Into the Region of the Awe: Mysticism in C.S.Lewis by David C. Downing という本を買った。

本書の序文には次のようなエピソードが紹介されている。
米国の小学生から次のような質問がルイスに送られた。”アスランの国を訪れることは可能なのでしょうか?”
その質問に対してルイスは、彼が知る限りの唯一の方法は、死ぬことだと答えてから、奇妙なことを付け加えた。
”もしかすると、とても善良な人々はその前にほんの一瞬だけ垣間見ることもある。”

普通に読めばこの記述は子どもの読者への著者からのちょっとしたリップサービス、もっと言えば子どもが「いい子」になるための「教育的な嘘」のようにも思えるけれども、ひょっとしたらルイスは意外に本気だったのではないか?
というのが本書の著者が問うている謎である。

ルイスの作品を読んでいると、読者の生きる現実の世界の足場がゆらいできて、ファンタジーの世界、想念の世界のほうがリアルに思えてくるような、リアルとアンリアルが反転する瞬間があるけれども、これは必ずしもルイスの作家としての想像力のなせる技だけでなく、もしかしたらルイスの何らかの神秘体験(神的なものとのダイレクトな交感)に裏打ちされたものなのかもしれない。あるいはルイスの論理的な護教論者の顔の下には一個の神秘主義者が住んでいたのかも。

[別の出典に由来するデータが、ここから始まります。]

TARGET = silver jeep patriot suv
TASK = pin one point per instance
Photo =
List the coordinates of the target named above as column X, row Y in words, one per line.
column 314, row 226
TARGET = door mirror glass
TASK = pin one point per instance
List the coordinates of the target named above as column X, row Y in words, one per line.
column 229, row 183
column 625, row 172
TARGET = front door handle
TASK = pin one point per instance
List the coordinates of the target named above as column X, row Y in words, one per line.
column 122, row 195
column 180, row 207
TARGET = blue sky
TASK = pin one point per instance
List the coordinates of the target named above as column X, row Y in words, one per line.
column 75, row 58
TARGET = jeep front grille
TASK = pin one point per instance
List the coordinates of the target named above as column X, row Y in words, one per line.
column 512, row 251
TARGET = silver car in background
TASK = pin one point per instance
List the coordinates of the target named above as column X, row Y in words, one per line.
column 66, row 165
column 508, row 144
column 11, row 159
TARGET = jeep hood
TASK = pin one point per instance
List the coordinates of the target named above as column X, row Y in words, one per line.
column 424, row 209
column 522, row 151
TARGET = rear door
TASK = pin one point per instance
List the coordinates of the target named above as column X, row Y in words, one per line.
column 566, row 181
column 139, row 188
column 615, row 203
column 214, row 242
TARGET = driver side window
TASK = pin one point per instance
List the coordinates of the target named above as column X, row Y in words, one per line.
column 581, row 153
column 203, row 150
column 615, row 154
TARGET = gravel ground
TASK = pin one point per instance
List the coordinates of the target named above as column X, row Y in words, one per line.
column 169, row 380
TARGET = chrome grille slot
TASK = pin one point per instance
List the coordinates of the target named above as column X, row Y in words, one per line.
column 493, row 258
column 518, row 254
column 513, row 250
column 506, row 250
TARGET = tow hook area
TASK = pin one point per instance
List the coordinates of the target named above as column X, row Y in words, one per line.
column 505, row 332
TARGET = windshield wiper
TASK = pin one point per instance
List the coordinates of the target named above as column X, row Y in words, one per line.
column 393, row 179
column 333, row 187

タイトルの Into the region of awe はルイスの宗教的自伝「喜びのおとずれ」の一節からの引用。

”Into the region of awe, in deepest solitude there is a road right out of self, a commerce with...the naked Other, imageless (through our imagination salutes it with a hundred images ), unknown, undefined, desired. "

不可知であり、定義できぬ、それでいて切望された”まったき他者”との接近遭遇。
ルイスのキリスト教には、そんな神秘的な体験が出発点にあったということだろうか。

そしてルイスが感じたその大いなる他者の息吹は、後々アスランのキャラクター描写となって表現されていったのかもしれない。